Nous discuterons un peu plus loin la situation très difficile qu’a créée cette exagération de la production, dépassant de beaucoup la consommation ; mais, avant d’aborder ce sujet délicat, il convient d’indiquer brièvement comment est traitée, dans les usines, la betterave à sucre.


III. — FABRICATION DU SUCRE

Quand, à la fin de septembre, les betteraves étalent leurs feuilles sur le sol, on dit qu’elles sont mûres et on procède à l’arrachage. Dans les terres fortes, il est pénible ; on ne réussit pas à extraire les betteraves bien encastrées dans le sol si on se borne à faire effort sur les feuilles, il faut soulever la betterave avec une fourche, pour que les femmes et les enfans qui suivent les ouvriers n’aient qu’à la relever. Parfois, on fait usage d’instrumens attelés qui découpent les bandes de terre, puis les renversent avec les racines ; d’autres appareils travaillant dans la ligne même soulèvent les betteraves, qu’on extrait ensuite sans efforts. Quel que soit le mode d’arrachage employé, il faut, aussitôt que les racines sont sorties de terre, les préparer pour la livraison ; les femmes et les enfans armés de couteaux coupent d’une part la partie effilée de la betterave et de l’autre le collet garni de feuilles. On dispose les racines en tas voisins des chemins, et on les couvre d’une épaisse couche de feuilles et de collets, pour les préserver de la gelée.

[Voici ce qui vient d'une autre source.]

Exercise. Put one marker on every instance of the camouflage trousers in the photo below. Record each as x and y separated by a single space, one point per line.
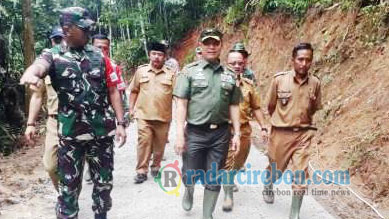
72 155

Si ces opérations s’accomplissent aisément pendant les années sèches, elles sont très pénibles, quand l’automne est humide ; les ouvriers piétinent dans les terres détrempées, leurs mains s’engourdissent à saisir les racines froides et mouillées ; les chariots s’embourbent et parfois il faut arrêter l’arrachage pendant quelques jours. On ne consent d’ailleurs à retarder les opérations que lorsqu’il est absolument impossible de continuer, car si on se laissait surprendre par une gelée précoce, la récolte serait absolument perdue ; en outre, le blé succédant à la betterave, il importe de débarrasser le sol le plus rapidement possible pour procéder aux semailles.

Voici les betteraves sur la route, il faut les faire arriver à l’usine, et c’est là une source de grosses dépenses qu’on s’efforce de réduire. Des fabriques bien situées construisent à leurs frais de petits tronçons de chemins de fer qui amènent les wagons chargés jusque dans leurs cours. Pour faciliter les approvisionnemens, elles établissent le long de la ligne des cabanes, abritant les bascules sur lesquelles on pèse les chariots, dont le contenu passe immédiatement dans les wagons. Une usine de l’Oise, qui se trouvait trop éloignée d’une ligne de chemin de fer pour se raccorder aisément aux fermes productrices de racines, a imaginé un transport aérien : un fil sans fin, portant des caisses en tôle qu’on remplit de betteraves, est soutenu à trois ou quatre mètres au-dessus du sol par de nombreux poteaux ; une machine à vapeur lui donne un mouvement continu, les caisses régulièrement attirées déversent dans l’usine leur chargement, puis, s’en retournent à vide pour en recevoir un nouveau. Une autre disposition, très en faveur, il y a une trentaine d’années, consistait à diviser le travail entre une usine centrale et des établissemens moins importans rayonnant tout autour d’elle, destinés seulement à la préparation des liquides sucrés ; ces râperies envoyaient par des tubes souterrains leurs jus à l’usine centrale, qui terminait le traitement.

Aussitôt qu’un chariot se présente pour faire une livraison on y prélève, immédiatement après la pesée, un échantillon qui servira à établir la valeur de cette livraison. Cette valeur découle du poids réel de betteraves apportées et de leur teneur en sucre. Pendant les années humides les racines entraînent au moment de l’arrachage des quantités de terre considérables, dont le poids doit être défalqué de celui qu’a marqué la bascule ; en lavant les racines, on enlève la terre, et il est facile d’établir le poids des racines amenées ; pour savoir à quel prix elles seront comptées, on en râpe quelques-unes ; par pression on obtient le jus dans lequel on plonge le densimètre, on lit le point d’affleurement ; on a ainsi la densité du jus, base du règlement.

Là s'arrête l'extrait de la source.